The Rosetta spacecraft has been woken up from a three year hibernation. The spacecraft was originally launched in 2004 and had travelled around the sun five times.
It had then been ‘asleep’ in order to save power. Rosetta will now be used to get alongside comet 67P/Churyumov-Gerasimenko. The hope is the spacecraft will be able to drop a space lander on the comet’s surface before the end of the year.
Euronews spoke to the presenter of its Space programme, Jeremy Wilks, at the European Space Agency’s operation centre in Darmstadt, about the significance of what Rosetta is doing.
euronews: Let’s go now to the European Space Agency’s operation centre in Darmstadt and join Jeremy Wilks, presenter of euronews’ Space programme. Jeremy it is a mission of ‘firsts’ carried out at what are mind boggling distances, 800 million kilometres away from earth. How significant could the findings prove to be?
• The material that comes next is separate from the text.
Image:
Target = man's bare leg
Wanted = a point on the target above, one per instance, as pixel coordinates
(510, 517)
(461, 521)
Jeremy Wilks: Well it has the potential to be a real game-changing mission because this is the first time, and you have to really understand this, the first time, that somebody has caught up with a comet with their satellite, then flown alongside for over a year, they hope, and then put a lander right down onto its surface. We’ve been past comets in the past, we’ve had a look at them, we’ve taken photos of them but we’ve never been down onto the surface, really examined the materials that are there, and then tried to evaluate what the comet is made from. The reason that’s important is that comets could contain the water that was brought to earth a long time ago, for example. The water that we have here could have come from comets, also some of the fundamental building blocks of life could have come from comets as well. So if the scientists find them and confirm them, and that’s going to be happening in the next few years, it’s going to be very significant indeed.
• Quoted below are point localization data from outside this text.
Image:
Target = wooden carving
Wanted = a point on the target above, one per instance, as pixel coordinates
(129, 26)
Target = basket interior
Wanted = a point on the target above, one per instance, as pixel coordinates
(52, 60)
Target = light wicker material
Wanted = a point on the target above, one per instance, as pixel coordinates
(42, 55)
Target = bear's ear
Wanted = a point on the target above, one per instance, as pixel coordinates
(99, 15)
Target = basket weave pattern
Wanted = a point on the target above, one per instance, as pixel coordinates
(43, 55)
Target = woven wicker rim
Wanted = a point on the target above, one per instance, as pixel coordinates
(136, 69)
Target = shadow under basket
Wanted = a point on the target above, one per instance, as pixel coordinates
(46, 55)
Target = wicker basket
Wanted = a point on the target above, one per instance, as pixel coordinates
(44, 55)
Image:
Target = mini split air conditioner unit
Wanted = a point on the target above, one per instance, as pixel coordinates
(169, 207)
euronews: We’re always talking about crossing frontiers in space exploration, this is what Rosetta is going to do?
Jeremy Wilks: Well Rosetta is at a kind of frontier at the moment. Because it’s so far away from earth it’s really at the limit of where they can start to get power on those huge solar panels it’s got, so 11 o’clock this morning it started to have its wake up routine and then this afternoon it will finally send its first signal. When it comes to scientific frontiers, when Rosetta catches up with that comet that, as I said, really is the edge of our understanding. We’ve never been that close to a comet before and so when it manages to do that, in about August this year, it will be truly groundbreaking science.